Zaferin ardından Amerikalı birlikler ve Kübalı asi güçler, Santiago’nun tamamını kuşatmıştı. Bu hem İspanya ordusunu hem de son zafer şanslarını tehlikeye atmıştı. İspanya savaş filosu hala Santiago Limanı’nda demirliydi. Filonun limanı kuşatması, ABD donanması kadar ağır silahları yoktu. Ancak kruvazörlerden ve muhriplerden oluşan İspanya gemileri daha moderndi. Açık denizlere kaçmak onların tek şansıydı. 3 Temmuz 1898’de İspanya filosu kaçmak için limandan uzaklaşmaya başladı.

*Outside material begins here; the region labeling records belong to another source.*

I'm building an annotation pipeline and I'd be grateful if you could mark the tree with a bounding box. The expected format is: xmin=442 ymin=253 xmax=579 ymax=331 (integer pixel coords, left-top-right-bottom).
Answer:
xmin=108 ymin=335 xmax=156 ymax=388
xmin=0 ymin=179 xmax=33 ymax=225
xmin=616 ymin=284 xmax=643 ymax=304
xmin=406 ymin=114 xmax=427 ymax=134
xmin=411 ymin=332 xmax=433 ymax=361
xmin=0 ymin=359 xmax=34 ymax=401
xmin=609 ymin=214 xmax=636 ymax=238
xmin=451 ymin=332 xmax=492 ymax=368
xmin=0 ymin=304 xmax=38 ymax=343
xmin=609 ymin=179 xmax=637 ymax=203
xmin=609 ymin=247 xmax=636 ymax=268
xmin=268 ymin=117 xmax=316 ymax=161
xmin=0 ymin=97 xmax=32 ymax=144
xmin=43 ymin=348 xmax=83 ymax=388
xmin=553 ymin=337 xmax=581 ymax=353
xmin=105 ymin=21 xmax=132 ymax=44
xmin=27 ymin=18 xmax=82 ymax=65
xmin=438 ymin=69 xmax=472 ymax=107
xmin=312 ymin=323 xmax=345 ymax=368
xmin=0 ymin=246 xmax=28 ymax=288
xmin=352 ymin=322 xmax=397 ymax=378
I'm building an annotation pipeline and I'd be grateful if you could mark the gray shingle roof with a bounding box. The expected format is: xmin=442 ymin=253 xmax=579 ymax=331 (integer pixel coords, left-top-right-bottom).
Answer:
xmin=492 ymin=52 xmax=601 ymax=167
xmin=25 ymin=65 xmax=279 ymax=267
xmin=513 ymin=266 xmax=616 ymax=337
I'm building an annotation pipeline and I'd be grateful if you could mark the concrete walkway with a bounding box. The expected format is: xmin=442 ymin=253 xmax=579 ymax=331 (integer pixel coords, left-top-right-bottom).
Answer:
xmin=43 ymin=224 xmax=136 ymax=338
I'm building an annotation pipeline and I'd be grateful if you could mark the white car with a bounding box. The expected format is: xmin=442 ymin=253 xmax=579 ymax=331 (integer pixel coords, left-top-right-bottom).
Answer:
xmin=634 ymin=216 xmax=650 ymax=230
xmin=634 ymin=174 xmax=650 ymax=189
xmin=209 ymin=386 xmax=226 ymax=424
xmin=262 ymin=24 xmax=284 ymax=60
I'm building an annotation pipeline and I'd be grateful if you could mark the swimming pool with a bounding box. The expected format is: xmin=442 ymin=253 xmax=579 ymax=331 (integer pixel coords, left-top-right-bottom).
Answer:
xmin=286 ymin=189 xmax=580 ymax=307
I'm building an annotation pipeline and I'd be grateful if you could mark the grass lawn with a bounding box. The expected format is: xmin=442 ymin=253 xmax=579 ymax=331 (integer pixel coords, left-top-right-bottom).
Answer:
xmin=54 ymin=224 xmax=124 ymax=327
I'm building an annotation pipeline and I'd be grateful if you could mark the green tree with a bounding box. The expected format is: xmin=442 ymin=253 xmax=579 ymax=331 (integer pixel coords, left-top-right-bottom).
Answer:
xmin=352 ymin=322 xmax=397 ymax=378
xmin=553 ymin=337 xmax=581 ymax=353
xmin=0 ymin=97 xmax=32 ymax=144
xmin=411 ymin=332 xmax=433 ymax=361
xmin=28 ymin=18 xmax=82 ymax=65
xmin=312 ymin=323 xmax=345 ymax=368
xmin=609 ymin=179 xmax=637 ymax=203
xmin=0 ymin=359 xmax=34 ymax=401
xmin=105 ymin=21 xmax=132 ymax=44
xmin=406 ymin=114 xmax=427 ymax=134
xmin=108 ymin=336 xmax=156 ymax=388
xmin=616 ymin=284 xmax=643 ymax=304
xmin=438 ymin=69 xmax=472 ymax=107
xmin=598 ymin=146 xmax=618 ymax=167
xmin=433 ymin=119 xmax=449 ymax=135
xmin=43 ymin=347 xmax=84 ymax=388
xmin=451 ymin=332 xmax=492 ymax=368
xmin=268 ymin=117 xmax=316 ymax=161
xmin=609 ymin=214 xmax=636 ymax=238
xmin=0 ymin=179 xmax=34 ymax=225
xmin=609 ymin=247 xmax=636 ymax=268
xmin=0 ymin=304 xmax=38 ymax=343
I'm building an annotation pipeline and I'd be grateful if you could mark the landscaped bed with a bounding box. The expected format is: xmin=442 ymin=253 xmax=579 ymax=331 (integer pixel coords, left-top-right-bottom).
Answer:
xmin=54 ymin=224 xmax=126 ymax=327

2 saatlik bir savaşla bütün İspanyol filosu yok edilmişti. 323 İspanyol denizcisi öldürülmüş, 1729’u da esir alınmıştı. Karşı tarafta bir Amerikalı denizci ölmüş, bir diğeri yaralanmıştı. Filosunu yitiren İspanya için savaş sona ermişti. İspanya teslim olduğunda Küba zafer coşkusu içindeydi. Havana’daki İspanya bayrağı 13 Ağustos 1898’de son kez indirildi. Ancak Küba’nın özgürlük hayalleri yine gerçekleşmedi. İspanya bayrağı indirildiğinde ABD bayrağı dalgalanmaya başladı.
İspanya zaferi, Theodore Roosevelt’e Beyaz Saray’ın kapılarını açtı. Roosevelt, 1901’de devlet başkanı oldu. Savaştan önce söz verildiği gibi, Küba, onun başkanlığında bağımsız bir devlet olacaktı. Aynı zamana kadar Amerikalı şirketler, Küba’nın ekonomisinin büyük bir kısmını ele geçirmişti.
ABD, Küba’nın kurtarıcısıyken işgalci olmuştu. Ancak Kübalılar daha fazla yabancı yönetimi istemiyorlardı. Ne de olsa Amerikalıların İspanya’yla savaşma sebebi Küba’yı özgürleştirmek değil miydi?
Birliklerini geri çekmek için ABD hükümeti ciddi güvenceler talep etti.
1901 yılında Kübalılar toplanıp Küba’nın anayasasını yazmaya başladılar. O esnada birkaç meclis üyesi, Orville Platt adlı bir senatörün liderliğinde Küba’nın bağımsızlığı ilan edilip ABD’nin geri çekilmesi için Amerika mülklerinin korunacağına dair güvenceler olması gerektiğini ya da ABD’nin müdahale etme hakkı olduğuna karar verdiler.
Bunu öğrenen Kübalılar, derhal bu fikri reddettiler. Platt yasasına göre, Küba özgür bir ülke olamayacaktı. Ancak biliyorlardı ki Washington’a taviz vermezlerse, birlikler geri çekilmeyecekti. Platt yasasına göre, ABD’nin Küba’da askeri üs kurma yetkisi olacaktı. Amerikalıların seçtiği yerler arasında, adanın en güneydoğu köşesinde Guantanamo Koyu vardı. Koyun doğal ve derin limanı, büyük savaş gemilerini barındırmak için idealdi.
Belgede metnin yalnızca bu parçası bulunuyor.